But one day Lady Blount, going into the pleasant morning room where Stella now usually had her being, found her sitting with tragic face, staring out of the window, the decorous “Times” lying a tousled, crumpled mass on the floor. She was alarmed.
“Darling, what's the matter?”
“Oh, it's hateful! It's unthinkable! Why did n't you tell me that such things happened nowadays?”
“What things?”
Stella pointed to the outraged organ of British respectability.
“A day or two ago—it 's all true that 's in the newspaper, is n't it? It's not made up? It all happens?—a day or two ago, while we were laughing here, a man took a knife and killed his wife and three children. It's incredible that there can be such monsters in the world.”
“My darling, when you know a little more,” faltered Lady Blount, “you will learn that there are abnormal people who do these dreadful things and get reported in the newspapers. But they have nothing to do with us. You must n't be frightened.
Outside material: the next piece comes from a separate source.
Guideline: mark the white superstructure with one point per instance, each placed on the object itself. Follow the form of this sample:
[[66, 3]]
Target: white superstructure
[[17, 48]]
We never come across them. Our life is quite different.”
“But what does that matter?” cried the girl, with agonized eyes. “They exist. They are among us, whether we happen to meet them or not. They are like the tramps.”
The world-worn woman, lined and faded, her red hair turned almost gray now, put her arms around the girl, and sought physically to bring the comfort that her intelligence was not acute enough to convey in speech. Stella hid her face against the kind bosom and sobbed.
“Auntie dear, I'm frightened, so frightened!”